Judge: No Pay for Penn Track Athletes
There will be no pay for Penn track-and-field athletes.
A federal judge on Tuesday ruled that a trio of such athletes are not — as they contended in a lawsuit — ”employees” of the university, and thus not subject to federal labor laws guaranteeing a minimum wage for their work.
“The Supreme Court has recognized that there exists in this country a ‘revered tradition of amateurism in college sports,’ a fact that cannot reasonably be disputed,” Judge William T. Lawrence wrote in dismissing the case. (See the full ruling below.) “So, too, is the fact that generations of Penn students have vied for the opportunity to be part of that revered tradition with no thought of any compensation.”
The ruling comes as the issue of athlete rights — and compensation — hits the front burner in Philadelphia. Drexel University announced this month it will host a summit on the issue just as the NCAA basketball tournament is reaching its “March Madness” heights next month.
Among the participants: Taylor Branch, who wrote a much-noted 2011 cover story for The Atlantic, making a civil rights case for athlete pay; Joe Nocera, the New York Times columnist who has written regularly on such topics; and Ed O’Bannon, a member of UCLA’s 1995 championship basketball team who later sued the NCAA for using his likeness in a video game without compensating him.
“While conversations about college sport are often system-focused, this is about the rights of college athletes,” said Ellen J. Staurowsky, a professor in Drexel’s Department of Sport Management, who is organizing the conference. “This also marks the first time that this group of leading experts have all shared a stage together. It is an exciting and important opportunity to envision a new paradigm for shaping the terms and conditions under which college athletes compete and live their lives.”
Back at Penn, the lawsuit was brought by Lauren Anderson, Gillian Berger, and Taylor Hennig, each of whom competed for the university’s track and field team.
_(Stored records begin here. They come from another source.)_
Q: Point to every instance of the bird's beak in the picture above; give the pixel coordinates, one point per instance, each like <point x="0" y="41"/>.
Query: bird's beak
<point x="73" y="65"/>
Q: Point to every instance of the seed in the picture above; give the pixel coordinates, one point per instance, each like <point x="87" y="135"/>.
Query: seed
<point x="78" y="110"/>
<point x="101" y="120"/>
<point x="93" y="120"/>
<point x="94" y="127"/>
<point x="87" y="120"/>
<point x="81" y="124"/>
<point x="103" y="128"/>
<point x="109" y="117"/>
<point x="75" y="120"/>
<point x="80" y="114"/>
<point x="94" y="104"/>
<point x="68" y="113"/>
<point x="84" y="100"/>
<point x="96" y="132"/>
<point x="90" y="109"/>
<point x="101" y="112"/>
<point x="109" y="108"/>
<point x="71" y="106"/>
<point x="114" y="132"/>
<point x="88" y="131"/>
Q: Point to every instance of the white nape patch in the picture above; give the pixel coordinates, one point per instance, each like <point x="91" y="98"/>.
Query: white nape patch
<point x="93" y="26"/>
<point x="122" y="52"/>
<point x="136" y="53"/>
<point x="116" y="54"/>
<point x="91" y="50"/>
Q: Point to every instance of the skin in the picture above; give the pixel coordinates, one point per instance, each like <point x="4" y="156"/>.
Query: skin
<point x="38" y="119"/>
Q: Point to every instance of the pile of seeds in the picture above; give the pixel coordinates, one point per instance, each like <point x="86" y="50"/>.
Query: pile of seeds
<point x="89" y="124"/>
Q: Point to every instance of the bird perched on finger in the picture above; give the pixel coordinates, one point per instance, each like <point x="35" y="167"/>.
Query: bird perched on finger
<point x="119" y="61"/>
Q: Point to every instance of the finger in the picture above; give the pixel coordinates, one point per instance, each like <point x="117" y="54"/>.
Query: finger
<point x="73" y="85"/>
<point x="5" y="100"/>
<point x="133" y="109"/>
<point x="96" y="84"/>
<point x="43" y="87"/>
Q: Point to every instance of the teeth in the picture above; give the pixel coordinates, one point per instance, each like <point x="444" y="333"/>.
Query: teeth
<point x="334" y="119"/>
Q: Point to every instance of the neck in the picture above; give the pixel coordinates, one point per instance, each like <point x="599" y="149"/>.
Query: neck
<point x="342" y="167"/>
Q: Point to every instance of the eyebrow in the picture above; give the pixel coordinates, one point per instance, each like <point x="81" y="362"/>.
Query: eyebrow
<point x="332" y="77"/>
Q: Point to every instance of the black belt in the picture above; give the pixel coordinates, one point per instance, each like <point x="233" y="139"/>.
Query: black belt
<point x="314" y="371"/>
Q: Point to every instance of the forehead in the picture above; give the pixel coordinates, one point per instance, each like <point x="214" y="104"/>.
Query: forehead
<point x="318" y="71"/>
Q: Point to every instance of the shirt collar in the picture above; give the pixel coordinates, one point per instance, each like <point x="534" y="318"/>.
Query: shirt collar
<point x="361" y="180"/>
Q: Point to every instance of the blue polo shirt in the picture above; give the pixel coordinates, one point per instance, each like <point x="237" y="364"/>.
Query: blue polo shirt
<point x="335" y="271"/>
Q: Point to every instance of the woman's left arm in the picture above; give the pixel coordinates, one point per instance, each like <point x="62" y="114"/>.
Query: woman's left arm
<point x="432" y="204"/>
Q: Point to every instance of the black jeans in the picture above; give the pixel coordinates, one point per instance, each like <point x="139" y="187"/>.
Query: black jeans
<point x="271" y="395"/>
Berger and Hennig were on the team as recently as the 2014-15 school year, Anderson most recently the year before that.
The trio sued the NCAA, contending that “the NCAA and NCAA Division I Member Schools suffered or permitted, and benefitted from, the unpaid labor of Plaintiffs” and other athletes, and that “the NCAA could have adopted NCAA bylaws recognizing student athletes as temporary employees under (federal labor law) and authorizing payment of lawfully-earned, modest wages.”
But Judge Lawrence said there was no evidence that Congress intended federal labor laws — specifically, the Fair Standards Labor Act — to apply to college athletes.
“The existence of thousands of unpaid college athletes on college campuses each year is not a secret,” he wrote, “and yet the Department of Labor has not taken any action to apply the FLSA to them.”
The Drexel conference is March 24 – 26 at the National Constitution Center and Drexel University.